How to Build a Logistic Regression Model from Scratch in R

In this document, I demonstrate how the Newton-Raphson Method can be used to approximate the Maximum Likelihood Estimates of the parameters of a Logistic Regression model.

Learning Objectives

Describe the Newton-Raphson Method to approximate the Maximum Likelihood Estimates of the parameters of a Logistic Regression model.
Use the Newton-Raphson Method to approximate the Maximum Likelihood Estimates of the parameters of a Logistic Regression model in R.

1 Logistic Regression

Let \(Y=(Y_{1},Y_{2},…,Y_{n})^{T}\) be a random sample of size \(n\) where \(Y_{i}\sim B(1,\pi_{i})\), \(i=1,2,…,n\), are \(n\) independent random scalars which follow a Bernoulli distribution with parameter \(\pi_{i}\). Let \(y=(y_{1},y_{2},…,y_{n})^{T}\) be an observed random sample in which \(y_{i}\), \(i=1,2,…,n\), are \(n\) realisations of the random scalars \(Y_{i}\), \(i=1,2,…,n\). The probability mass function of \(Y_{i}\) is

\[ \begin{align*} f(y_{i};\pi)=P(y_{i};\pi)=P(Y_{i}=y_{i})=\pi_{i}^{y_{i}}(1-\pi_{i})^{1-y_{i}} \end{align*} \]

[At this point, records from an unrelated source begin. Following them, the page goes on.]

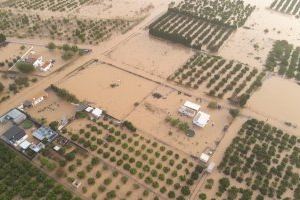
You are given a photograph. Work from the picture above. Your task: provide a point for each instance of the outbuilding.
(204, 157)
(16, 116)
(25, 145)
(189, 109)
(14, 135)
(201, 119)
(97, 112)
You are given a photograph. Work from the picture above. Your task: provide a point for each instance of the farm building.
(14, 135)
(201, 119)
(204, 158)
(37, 147)
(38, 62)
(45, 133)
(189, 109)
(36, 100)
(25, 145)
(97, 112)
(15, 115)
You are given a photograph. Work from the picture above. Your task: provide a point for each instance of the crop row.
(67, 29)
(219, 76)
(287, 6)
(266, 159)
(284, 59)
(52, 5)
(154, 164)
(190, 31)
(231, 13)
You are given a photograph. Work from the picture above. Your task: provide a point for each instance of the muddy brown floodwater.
(278, 98)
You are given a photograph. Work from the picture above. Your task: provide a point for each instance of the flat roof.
(192, 105)
(97, 112)
(14, 134)
(24, 145)
(89, 109)
(201, 119)
(45, 133)
(204, 157)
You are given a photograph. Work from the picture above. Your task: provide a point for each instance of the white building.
(89, 109)
(201, 119)
(189, 109)
(25, 145)
(204, 157)
(39, 63)
(97, 112)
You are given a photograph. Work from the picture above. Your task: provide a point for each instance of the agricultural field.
(51, 5)
(157, 167)
(263, 159)
(291, 7)
(114, 90)
(284, 58)
(86, 173)
(157, 111)
(13, 84)
(278, 91)
(197, 23)
(21, 180)
(69, 29)
(219, 77)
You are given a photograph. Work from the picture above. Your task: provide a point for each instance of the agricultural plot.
(221, 78)
(90, 176)
(197, 23)
(21, 180)
(66, 29)
(291, 7)
(51, 5)
(162, 170)
(284, 59)
(264, 159)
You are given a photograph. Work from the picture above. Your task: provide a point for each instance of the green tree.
(25, 67)
(223, 184)
(51, 46)
(2, 38)
(1, 87)
(234, 112)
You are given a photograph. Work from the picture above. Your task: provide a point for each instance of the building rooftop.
(201, 119)
(14, 134)
(16, 115)
(45, 133)
(192, 105)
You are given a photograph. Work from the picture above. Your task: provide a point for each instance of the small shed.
(201, 119)
(192, 105)
(16, 116)
(14, 135)
(25, 145)
(211, 167)
(189, 109)
(97, 112)
(56, 148)
(89, 109)
(204, 157)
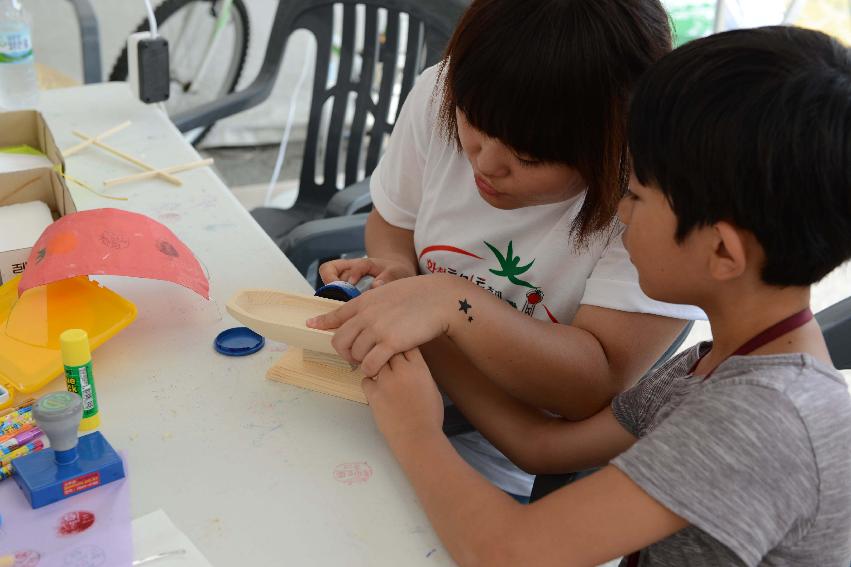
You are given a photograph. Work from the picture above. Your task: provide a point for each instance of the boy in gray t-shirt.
(736, 452)
(756, 459)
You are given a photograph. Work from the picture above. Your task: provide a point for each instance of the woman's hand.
(384, 271)
(404, 399)
(393, 318)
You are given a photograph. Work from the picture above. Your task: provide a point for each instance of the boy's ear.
(728, 259)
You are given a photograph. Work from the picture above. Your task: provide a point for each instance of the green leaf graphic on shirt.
(509, 265)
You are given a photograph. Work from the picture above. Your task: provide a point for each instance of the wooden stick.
(100, 137)
(170, 178)
(149, 174)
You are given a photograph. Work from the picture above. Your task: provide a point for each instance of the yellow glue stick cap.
(74, 344)
(89, 423)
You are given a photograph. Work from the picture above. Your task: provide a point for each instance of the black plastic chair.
(429, 24)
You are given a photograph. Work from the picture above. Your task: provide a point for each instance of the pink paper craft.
(112, 242)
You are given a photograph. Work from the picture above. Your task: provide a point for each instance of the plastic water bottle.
(18, 84)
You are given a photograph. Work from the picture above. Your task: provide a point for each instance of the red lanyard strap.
(775, 331)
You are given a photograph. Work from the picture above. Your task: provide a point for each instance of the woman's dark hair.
(753, 127)
(552, 79)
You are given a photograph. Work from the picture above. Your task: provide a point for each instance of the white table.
(245, 466)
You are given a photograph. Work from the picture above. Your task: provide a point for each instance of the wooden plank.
(333, 360)
(342, 383)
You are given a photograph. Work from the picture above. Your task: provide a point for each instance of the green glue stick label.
(81, 381)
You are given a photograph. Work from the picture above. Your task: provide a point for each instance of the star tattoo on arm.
(465, 307)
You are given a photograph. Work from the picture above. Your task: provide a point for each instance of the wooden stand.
(336, 379)
(310, 361)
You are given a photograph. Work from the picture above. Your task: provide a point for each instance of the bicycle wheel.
(190, 26)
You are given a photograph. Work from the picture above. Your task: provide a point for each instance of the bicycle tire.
(168, 9)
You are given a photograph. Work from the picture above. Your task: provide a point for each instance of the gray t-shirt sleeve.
(735, 462)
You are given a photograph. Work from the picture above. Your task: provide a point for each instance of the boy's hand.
(392, 319)
(384, 271)
(404, 399)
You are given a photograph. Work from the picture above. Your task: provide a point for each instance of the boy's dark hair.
(551, 79)
(753, 127)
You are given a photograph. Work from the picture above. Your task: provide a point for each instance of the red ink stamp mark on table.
(28, 558)
(352, 473)
(75, 522)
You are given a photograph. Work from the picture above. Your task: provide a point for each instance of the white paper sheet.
(155, 533)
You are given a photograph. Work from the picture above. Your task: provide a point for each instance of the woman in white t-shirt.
(505, 169)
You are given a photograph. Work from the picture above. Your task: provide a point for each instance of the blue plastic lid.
(239, 341)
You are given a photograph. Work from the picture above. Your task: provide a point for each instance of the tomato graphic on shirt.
(510, 268)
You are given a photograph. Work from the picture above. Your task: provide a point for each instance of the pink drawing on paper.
(28, 558)
(85, 556)
(353, 473)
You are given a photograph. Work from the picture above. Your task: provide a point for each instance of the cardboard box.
(43, 184)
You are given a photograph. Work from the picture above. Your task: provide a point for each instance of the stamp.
(352, 473)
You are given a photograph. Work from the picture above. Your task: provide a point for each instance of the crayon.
(16, 431)
(19, 440)
(31, 447)
(28, 402)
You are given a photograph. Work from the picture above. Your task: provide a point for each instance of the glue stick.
(77, 358)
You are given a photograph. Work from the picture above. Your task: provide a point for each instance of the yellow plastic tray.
(30, 327)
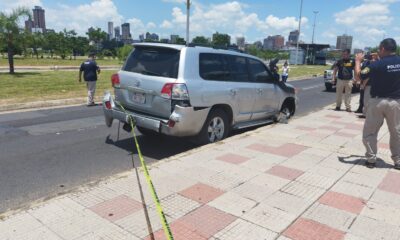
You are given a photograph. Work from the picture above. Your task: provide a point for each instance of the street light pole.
(187, 21)
(298, 38)
(315, 17)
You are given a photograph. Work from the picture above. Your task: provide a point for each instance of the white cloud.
(94, 14)
(229, 17)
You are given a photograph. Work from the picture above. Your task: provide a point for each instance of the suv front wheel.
(215, 128)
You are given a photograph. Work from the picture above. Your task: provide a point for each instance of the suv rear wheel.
(215, 128)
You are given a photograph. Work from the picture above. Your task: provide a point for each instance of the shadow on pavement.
(360, 160)
(157, 148)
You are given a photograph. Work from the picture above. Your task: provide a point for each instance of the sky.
(368, 21)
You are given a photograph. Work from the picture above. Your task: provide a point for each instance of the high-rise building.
(126, 31)
(117, 32)
(344, 42)
(29, 25)
(110, 30)
(293, 37)
(274, 42)
(39, 21)
(240, 42)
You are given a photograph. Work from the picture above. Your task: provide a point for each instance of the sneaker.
(397, 165)
(370, 165)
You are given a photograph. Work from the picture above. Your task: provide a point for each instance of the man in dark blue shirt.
(384, 76)
(90, 71)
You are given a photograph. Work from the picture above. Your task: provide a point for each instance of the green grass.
(35, 86)
(58, 62)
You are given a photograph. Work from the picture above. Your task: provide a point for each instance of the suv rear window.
(154, 61)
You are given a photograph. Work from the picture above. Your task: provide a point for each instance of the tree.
(220, 39)
(200, 40)
(10, 32)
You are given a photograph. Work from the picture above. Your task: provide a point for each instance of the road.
(44, 153)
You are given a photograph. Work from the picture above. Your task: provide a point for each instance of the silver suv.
(196, 91)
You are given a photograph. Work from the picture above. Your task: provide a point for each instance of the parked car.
(196, 91)
(330, 85)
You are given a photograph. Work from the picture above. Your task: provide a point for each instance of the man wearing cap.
(90, 71)
(344, 81)
(384, 76)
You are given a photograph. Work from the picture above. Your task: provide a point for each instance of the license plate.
(139, 98)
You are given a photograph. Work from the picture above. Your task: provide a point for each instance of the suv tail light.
(175, 91)
(115, 80)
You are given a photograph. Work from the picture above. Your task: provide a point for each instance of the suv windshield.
(154, 61)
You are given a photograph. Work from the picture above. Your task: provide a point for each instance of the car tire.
(148, 133)
(215, 128)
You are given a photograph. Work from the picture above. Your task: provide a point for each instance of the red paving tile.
(391, 183)
(117, 208)
(332, 116)
(305, 229)
(330, 128)
(384, 145)
(233, 158)
(354, 126)
(286, 150)
(305, 128)
(206, 221)
(285, 172)
(343, 201)
(201, 193)
(342, 134)
(179, 232)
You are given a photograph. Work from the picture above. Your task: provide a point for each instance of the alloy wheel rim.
(216, 129)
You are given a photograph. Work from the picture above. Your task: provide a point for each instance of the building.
(293, 37)
(39, 21)
(110, 30)
(29, 25)
(117, 32)
(126, 32)
(274, 42)
(344, 42)
(240, 42)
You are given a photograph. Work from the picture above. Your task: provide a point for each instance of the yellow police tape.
(164, 222)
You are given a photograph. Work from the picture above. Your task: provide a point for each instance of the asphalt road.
(44, 153)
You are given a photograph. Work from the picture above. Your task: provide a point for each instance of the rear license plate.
(139, 98)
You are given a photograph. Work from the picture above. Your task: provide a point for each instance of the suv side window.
(238, 68)
(214, 67)
(259, 72)
(154, 61)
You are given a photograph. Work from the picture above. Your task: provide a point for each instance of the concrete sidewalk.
(302, 180)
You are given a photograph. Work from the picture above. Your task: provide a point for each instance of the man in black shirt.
(384, 76)
(344, 80)
(90, 71)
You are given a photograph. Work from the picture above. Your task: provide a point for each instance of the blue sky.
(367, 20)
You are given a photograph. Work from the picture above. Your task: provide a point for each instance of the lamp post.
(315, 17)
(298, 38)
(187, 21)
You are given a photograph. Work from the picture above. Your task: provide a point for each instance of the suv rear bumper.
(187, 121)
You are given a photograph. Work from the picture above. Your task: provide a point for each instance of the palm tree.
(9, 31)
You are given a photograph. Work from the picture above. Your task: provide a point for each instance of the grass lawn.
(36, 86)
(57, 62)
(50, 85)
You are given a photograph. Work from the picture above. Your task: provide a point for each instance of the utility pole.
(315, 17)
(298, 38)
(187, 21)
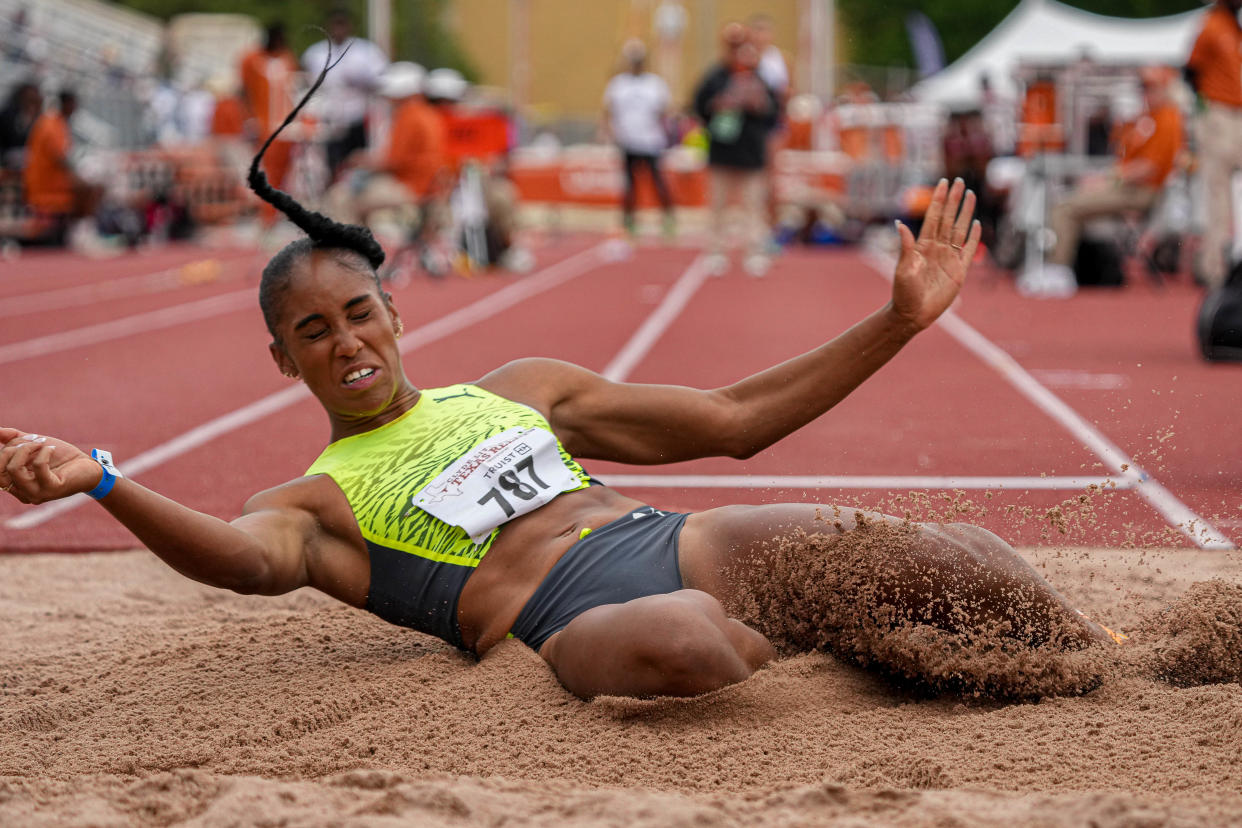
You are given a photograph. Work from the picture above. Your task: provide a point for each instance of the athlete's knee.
(698, 648)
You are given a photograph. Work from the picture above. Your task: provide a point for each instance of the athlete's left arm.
(595, 417)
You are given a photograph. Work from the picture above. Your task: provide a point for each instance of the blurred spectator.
(195, 113)
(229, 117)
(1146, 150)
(771, 67)
(267, 83)
(52, 185)
(1215, 72)
(20, 112)
(20, 41)
(345, 92)
(739, 111)
(1099, 130)
(968, 150)
(635, 107)
(1000, 117)
(409, 169)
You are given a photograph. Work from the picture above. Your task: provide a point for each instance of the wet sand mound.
(129, 695)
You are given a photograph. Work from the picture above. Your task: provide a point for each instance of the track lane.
(949, 417)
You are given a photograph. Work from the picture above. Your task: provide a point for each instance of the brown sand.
(129, 695)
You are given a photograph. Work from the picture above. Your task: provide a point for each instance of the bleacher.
(112, 57)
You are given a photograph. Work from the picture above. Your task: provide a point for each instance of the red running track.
(1016, 405)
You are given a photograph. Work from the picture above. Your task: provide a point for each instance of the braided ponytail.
(324, 232)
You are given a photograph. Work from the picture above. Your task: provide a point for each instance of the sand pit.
(132, 697)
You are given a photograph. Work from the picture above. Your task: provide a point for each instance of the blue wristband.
(109, 473)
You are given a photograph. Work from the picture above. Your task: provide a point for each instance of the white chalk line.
(124, 327)
(1178, 514)
(655, 325)
(489, 306)
(861, 482)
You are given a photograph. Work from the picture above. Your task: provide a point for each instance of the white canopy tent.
(1048, 31)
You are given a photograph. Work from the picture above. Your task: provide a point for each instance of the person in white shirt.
(347, 90)
(771, 68)
(635, 106)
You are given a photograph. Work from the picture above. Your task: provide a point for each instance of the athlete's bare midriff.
(504, 580)
(522, 556)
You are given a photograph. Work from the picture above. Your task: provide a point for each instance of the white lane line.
(658, 322)
(127, 325)
(1176, 513)
(860, 482)
(85, 294)
(489, 306)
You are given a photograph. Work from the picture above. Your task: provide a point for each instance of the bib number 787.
(497, 481)
(512, 483)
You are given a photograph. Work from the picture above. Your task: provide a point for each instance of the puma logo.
(453, 396)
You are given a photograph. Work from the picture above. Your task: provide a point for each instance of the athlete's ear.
(398, 325)
(282, 360)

Let \(X=(x_{1},x_{2},…,x_{n})^{T}\) be a \(n\times p\) data matrix in which each row \(x_{i}^{T}\), \(i=1,2,…,n\), represents an observation and each column represents a covariate. Let \(\beta=(\beta_{1},\beta_{2},…,\beta_{p})^{T}\) be the parameters of the Multiple Logistic Regression model. The model is

\[ \begin{align*} \log\left(\frac{\pi_{i}}{1-\pi_{i}}\right)=x_{i}^{T}\beta=\beta_{1}x_{i1}++\beta_{2}x_{i2}+…+\beta_{p}x_{ip} \end{align*} \] or

\[ \begin{align*} \pi_{i}=\frac{e^{x_{i}^{T}\beta}}{1+e^{x_{i}^{T}\beta}}=\frac{e^{\beta_{1}x_{i1}+\beta_{2}x_{i2}+…+\beta_{p}x_{ip}}}{1+e^{\beta_{1}x_{i1}+\beta_{2}x_{i2}+…+\beta_{p}x_{ip}}} \end{align*} \]

2 Maximum Likelihood Estimation

In Maximum Likelihood Estimation, the problem is to find values of \(\beta=(\beta_{1},\beta_{2},…,\beta_{p})^{T}\) so as to

\[ \begin{align*} \max L(\beta) \end{align*} \]

where \(L(\beta)\) is the likelihood function.

2.1 Likelihood Function

The likelihood function for \(\beta\) is

\[ \begin{align*} L(\beta) &=\prod_{i=1}^{n}f(y_{i};\pi_{i}) =\prod_{i=1}^{n}P(y_{i};\pi_{i}) =\prod_{i=1}^{n}P(Y_{i}=y_{i})\\ &=\prod_{i=1}^{n}\pi_{i}^{y_{i}}(1-\pi_{i})^{1-y_{i}}\\ &=\prod_{i=1}^{n}\left(\frac{e^{x_{i}^{T}\beta}}{1+e^{x_{i}^{T}\beta}}\right)^{y_{i}}\left(\frac{1}{1+e^{x_{i}^{T}\beta}}\right)^{1-y_{i}} \end{align*} \]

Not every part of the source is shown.